ABSTRACT

More and more, the value of literary science fiction continues to attract serious scholarly attention in offering feminists a speculative probe for investigating the promise and capability of women. Nowhere is the richness of the convergence between speculating on women’s futurity and a concern with the environment more apparent than in a relatively under-explored sub-set of Australian women’s writing of the late nineteenth and early twentieth centuries. Henrietta Dugdale’s A Few Hours in a Far-Off Age (1883) and Catherine Helen Spence’s A Week in the Future (1888) were published in the late Australian colonial period, the closing decades of the nineteenth-century fin-de-siècle. Mary Anne Moore-Bentley’s A Woman of Mars; Or, Australia’s Enfranchised Woman (1901) and Joyce Vincent’s The Celestial Hand: A Sensational Story (1903) were published after Australia became an independent nation—on January 1, 1901, also known as “Federation”—after the British Parliament passed self-governing legislation for Australia’s six colonies under the Commonwealth of Australia.
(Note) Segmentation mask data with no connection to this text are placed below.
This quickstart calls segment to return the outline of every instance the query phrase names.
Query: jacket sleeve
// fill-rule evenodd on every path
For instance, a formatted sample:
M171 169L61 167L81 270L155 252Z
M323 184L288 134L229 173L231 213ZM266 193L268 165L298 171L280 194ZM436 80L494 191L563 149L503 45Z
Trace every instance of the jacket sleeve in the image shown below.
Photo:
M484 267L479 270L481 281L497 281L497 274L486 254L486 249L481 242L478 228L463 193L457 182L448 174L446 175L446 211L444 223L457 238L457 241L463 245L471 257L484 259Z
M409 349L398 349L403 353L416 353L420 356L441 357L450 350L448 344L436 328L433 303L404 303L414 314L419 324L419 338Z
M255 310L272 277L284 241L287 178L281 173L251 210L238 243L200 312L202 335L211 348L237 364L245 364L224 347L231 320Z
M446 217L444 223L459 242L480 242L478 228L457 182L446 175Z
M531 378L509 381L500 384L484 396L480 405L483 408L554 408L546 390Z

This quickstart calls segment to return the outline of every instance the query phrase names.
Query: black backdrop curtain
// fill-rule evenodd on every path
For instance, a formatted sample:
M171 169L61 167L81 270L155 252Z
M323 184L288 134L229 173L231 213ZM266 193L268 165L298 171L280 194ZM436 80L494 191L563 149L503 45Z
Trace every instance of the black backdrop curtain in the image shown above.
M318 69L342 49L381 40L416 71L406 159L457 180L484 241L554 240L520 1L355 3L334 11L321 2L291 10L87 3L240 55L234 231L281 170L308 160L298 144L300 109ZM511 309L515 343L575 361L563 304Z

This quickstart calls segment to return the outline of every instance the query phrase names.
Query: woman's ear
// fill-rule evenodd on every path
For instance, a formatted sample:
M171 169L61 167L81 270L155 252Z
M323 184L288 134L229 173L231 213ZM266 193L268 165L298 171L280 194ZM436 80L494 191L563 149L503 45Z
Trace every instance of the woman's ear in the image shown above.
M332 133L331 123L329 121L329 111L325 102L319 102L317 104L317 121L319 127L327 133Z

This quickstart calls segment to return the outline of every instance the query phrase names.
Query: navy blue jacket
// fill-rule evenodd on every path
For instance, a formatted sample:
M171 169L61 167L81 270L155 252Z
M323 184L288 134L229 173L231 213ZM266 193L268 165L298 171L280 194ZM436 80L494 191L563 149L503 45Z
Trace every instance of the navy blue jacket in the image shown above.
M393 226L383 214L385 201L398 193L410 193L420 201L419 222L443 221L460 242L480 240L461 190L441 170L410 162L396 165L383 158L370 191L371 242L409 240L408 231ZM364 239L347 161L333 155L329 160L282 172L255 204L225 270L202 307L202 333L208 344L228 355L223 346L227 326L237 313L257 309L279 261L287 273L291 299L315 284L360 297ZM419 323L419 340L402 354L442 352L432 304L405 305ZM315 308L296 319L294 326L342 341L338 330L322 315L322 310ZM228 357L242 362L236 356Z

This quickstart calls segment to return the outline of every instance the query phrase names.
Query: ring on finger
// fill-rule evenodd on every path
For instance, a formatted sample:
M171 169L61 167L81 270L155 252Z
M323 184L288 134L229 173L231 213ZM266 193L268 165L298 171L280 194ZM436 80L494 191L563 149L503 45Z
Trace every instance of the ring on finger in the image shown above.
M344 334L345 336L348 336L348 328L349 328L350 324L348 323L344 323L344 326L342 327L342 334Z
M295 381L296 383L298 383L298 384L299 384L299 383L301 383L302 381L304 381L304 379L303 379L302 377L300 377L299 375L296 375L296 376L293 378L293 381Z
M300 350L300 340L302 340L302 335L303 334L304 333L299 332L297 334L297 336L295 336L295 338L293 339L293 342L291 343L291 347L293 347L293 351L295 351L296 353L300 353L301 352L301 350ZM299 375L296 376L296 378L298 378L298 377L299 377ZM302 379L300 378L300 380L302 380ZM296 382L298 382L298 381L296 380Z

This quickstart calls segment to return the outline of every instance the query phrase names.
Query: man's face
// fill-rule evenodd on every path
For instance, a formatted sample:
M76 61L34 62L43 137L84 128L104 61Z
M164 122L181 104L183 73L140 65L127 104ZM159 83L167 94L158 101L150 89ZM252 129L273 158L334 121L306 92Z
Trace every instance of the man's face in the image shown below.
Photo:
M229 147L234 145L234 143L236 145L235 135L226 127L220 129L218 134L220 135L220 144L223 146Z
This is significant because between both periods, we see the intersection of changes in national identity, a growing political consciousness, in the form of the women’s suffrage movement, and the concept of a utopian lifeworld (and its counterpoint), finding productive literary response in the beginnings of a genre now recognized as science fiction (SF). Indeed, what makes these works particularly unique is the way in which these women writers apply allegory to challenge traditions of colonial SF—with its emphasis on the colonial mastery of the land, colonial conquest and oppression (Blend 2018, 36 & 38), “the acquisition of land, nature and non-human and human Others, and in profiting from them,” and the representation of “patriarchal colonial scientific ‘progress’” (Bedford 2018, 16 & 19)—toward a distinctly ecofeminist similitude. Formative SF of this kind, “placing the ideal society in an extra-empirical world … instantly turns itself into an allegory, into a narrative, that is, that speaks about the utopian ideal not directly, as in utopian fiction, but indirectly, through the meticulous construction of an intermediary fictional world” (Paschalidis 2000, 46).